Einladung zum Kaffeeklatsch


Als ich heute Morgen die Kolumne von Harald Martenstein im aktuellen Zeitmagazin las, musste ich schmunzeln.
Der Kolumnist schreibt über die Kolumne einer Kolumnistin auf Spiegel online.
Und so wie die Kolumnistin austeilt, was Männer betrifft, so gibt Martenstein zurück, was ihm nicht geschmeckt hat an ihren "feministischen Thesen". Zickenkrieg unter Kolumnisten, denn es gibt auch männliche Zicken.
Zitat Martenstein, was Frau Berg geschrieben hat:
Langt es doch, dass sie (die Männer) sich durch den Anblick einer Frau ständig an die Peinlichkeit der eigenen Geburt erinnern lassen müssen.
Finde ich auch ziemlich weit hergeholt.
Martensteins Antwort :
Wenn aber ein Mann eine Frau betrachtet, dann denkt er mal an dieses, mal an jenes, aber er denkt, verehrte Frau Berg, so gut wie nie an die Peinlichkeit seiner eigenen Geburt. Meine Geburt war übrigens total schön, ich denke da gerne dran.
Das interessiert mich. Erinnern Sie sich an Ihre Geburt, Herr Martenstein? So wie an den letzten Urlaub? Ach ja, war total schön, denke ich gerne dran zurück.

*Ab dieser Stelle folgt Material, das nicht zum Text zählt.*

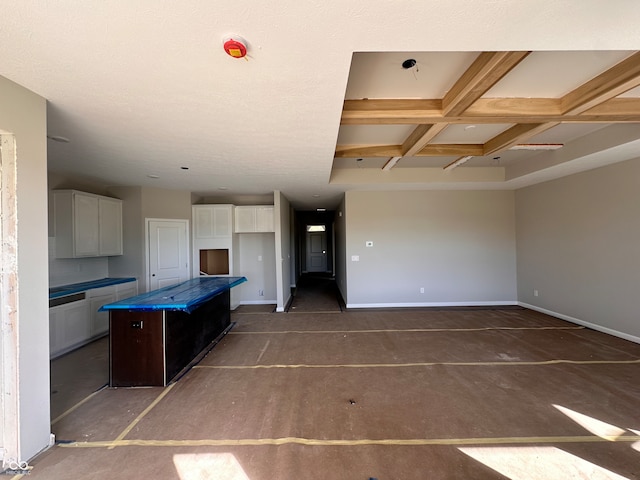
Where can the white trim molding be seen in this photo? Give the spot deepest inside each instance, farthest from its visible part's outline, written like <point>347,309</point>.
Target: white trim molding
<point>593,326</point>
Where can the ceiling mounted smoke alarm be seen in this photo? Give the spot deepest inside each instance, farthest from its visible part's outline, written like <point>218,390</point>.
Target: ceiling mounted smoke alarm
<point>235,46</point>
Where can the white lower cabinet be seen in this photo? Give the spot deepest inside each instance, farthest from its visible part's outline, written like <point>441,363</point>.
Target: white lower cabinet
<point>97,298</point>
<point>68,326</point>
<point>76,323</point>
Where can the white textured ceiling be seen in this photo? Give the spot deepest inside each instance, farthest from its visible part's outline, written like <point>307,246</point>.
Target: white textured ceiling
<point>145,87</point>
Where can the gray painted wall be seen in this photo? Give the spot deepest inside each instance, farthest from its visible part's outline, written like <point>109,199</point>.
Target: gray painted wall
<point>457,245</point>
<point>257,262</point>
<point>578,245</point>
<point>340,252</point>
<point>282,220</point>
<point>23,114</point>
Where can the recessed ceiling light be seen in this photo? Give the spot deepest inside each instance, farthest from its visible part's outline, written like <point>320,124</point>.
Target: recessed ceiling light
<point>409,63</point>
<point>58,138</point>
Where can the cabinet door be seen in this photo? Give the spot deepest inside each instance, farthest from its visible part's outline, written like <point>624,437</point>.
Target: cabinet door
<point>86,225</point>
<point>55,334</point>
<point>245,219</point>
<point>212,221</point>
<point>69,324</point>
<point>264,219</point>
<point>110,219</point>
<point>100,320</point>
<point>202,222</point>
<point>222,226</point>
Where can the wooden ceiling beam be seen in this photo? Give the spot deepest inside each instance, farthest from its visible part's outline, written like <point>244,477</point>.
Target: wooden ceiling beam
<point>514,135</point>
<point>487,110</point>
<point>361,151</point>
<point>431,150</point>
<point>484,73</point>
<point>617,80</point>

Da ich kürzlich ein Foto von Ihnen gesehen habe, kann ich nicht glauben, dass Sie zu der Generation gehören, deren Geburt als großer Event im Kreissaal gefeiert wurde mit Videokameras, Camcorder oder zur Not mit der Kamera des Handys und dann für alle sichtbar auf youtube gestellt.  Dann wäre es nachvollziehbar, dass Sie denken, sich an Ihre Geburt erinnern zu können.
Auch wenn Ihre Familie oder Ihr Vater Fotos im Kreissaal gemacht haben, hmmm.... würde ja noch lange nicht heißen, dass Sie sich an die "Geburt" erinnern, denn die Geburt ist ja das Abenteuer der ersten Wehe über die Reise durch den Geburtskanal bis hin zum ersten Erblicken der Welt.

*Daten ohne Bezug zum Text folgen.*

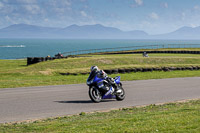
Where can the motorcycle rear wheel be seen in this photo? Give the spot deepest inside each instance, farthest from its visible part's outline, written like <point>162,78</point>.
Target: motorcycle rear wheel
<point>95,94</point>
<point>120,96</point>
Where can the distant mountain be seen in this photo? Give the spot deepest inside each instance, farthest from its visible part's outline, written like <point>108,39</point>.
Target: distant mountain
<point>96,31</point>
<point>71,32</point>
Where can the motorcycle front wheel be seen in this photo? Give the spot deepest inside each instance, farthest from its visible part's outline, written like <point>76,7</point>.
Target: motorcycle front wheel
<point>120,96</point>
<point>95,94</point>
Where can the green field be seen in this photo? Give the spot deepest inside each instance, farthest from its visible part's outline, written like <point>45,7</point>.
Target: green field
<point>15,73</point>
<point>171,117</point>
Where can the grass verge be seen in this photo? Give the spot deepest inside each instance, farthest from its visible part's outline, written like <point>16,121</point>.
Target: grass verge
<point>15,73</point>
<point>171,117</point>
<point>22,80</point>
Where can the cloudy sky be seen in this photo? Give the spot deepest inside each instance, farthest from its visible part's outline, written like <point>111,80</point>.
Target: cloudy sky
<point>152,16</point>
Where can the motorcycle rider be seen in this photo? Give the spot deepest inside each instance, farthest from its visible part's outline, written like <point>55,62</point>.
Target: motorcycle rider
<point>101,74</point>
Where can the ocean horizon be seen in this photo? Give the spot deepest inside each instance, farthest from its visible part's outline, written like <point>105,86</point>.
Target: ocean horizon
<point>23,48</point>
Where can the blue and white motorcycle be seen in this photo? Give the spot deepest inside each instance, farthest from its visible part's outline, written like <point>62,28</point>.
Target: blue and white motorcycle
<point>96,94</point>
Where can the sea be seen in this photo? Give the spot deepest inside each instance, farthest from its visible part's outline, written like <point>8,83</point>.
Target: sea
<point>23,48</point>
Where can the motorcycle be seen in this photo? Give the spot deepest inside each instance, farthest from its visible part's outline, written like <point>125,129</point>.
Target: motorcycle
<point>96,94</point>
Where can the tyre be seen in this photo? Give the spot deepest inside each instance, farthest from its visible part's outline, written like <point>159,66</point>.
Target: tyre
<point>120,96</point>
<point>94,94</point>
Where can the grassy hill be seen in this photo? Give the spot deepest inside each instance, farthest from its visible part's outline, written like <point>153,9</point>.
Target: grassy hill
<point>15,73</point>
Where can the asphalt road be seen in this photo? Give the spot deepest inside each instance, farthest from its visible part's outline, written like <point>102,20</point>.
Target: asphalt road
<point>30,103</point>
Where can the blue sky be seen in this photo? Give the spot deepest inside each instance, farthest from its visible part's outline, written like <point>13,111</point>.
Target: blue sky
<point>151,16</point>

Wer kann schon von sich behaupten, dass er sich an seine Geburt erinnert?
Oder ... Herr Martenstein, mal ganz ehrlich, waren Sie auf einem dieser Seminare, an denen man seine Geburt durchläuft, um sich dann noch einmal neu zu gebären? Haben Sie Rebirthing praktiziert?

Das ist die erste Frage, die mich beschäftigt: Wie kann es sein, dass Herr Martenstein sich an seine eigene Geburt erinnert? Wäre er mein Nachbar, würde ich ihn gerne auf eine Tasse Kaffee einladen.

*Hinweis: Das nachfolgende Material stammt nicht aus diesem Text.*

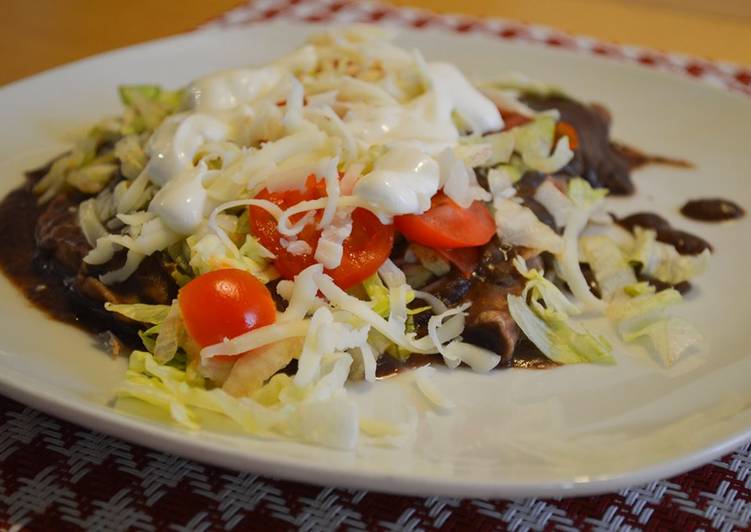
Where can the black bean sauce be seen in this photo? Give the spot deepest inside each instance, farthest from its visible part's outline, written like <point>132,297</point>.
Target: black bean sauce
<point>685,243</point>
<point>712,210</point>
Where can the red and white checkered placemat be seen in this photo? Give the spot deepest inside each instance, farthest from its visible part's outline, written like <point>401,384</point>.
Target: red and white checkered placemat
<point>58,476</point>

Die zweite Frage ist: Was werden all die Kinder, deren Geburt als großes Ereignis unter Zuhilfenahme aller zur Verfügung stehenden Elektronikspielzeuge digital gebannt wurde, deren Eltern bereits vor der Geburt Blogs einrichteten, um dann täglich der ganzen Welt die Wunder der Fortschritte ihres Sprösslings zu senden, all die Kinder, die in "Upps! Die Pannenshow" ihre Auftritte hatten, die für Lacher oder Schadenfreude sorgten oder auch einfach so auf youtube veröffentlicht werden, was werden all diese Kinder mit ihren Daten machen?
Vielleicht gibt es in Zukunft ein digitales Medium, auf dem alles gespeichert wird und das dann jeder zum Kaffeeklatsch mitnimmt und in der Runde vorzeigt "meine dramatische Geburt" "mein peinlichster Auftritt mit einem Jahr" "mein Tagebuch von -256 Tagen vor der Geburt über die ersten Ultraschallaufnahmen bis hin zu 370 Tage nach meiner Geburt über detaillierte Blogeinträge, in denen meine Eltern glaubten meine Gedanken lesen zu können". Weder die Zeit im Bauch der Mutter, noch die Geburt, noch die ersten Kinderjahre bleiben im Dunklen wie bisher. Es gibt dann keine Geheimnisse mehr, alles ist dokumentiert, aufgezeichnet, protokolliert.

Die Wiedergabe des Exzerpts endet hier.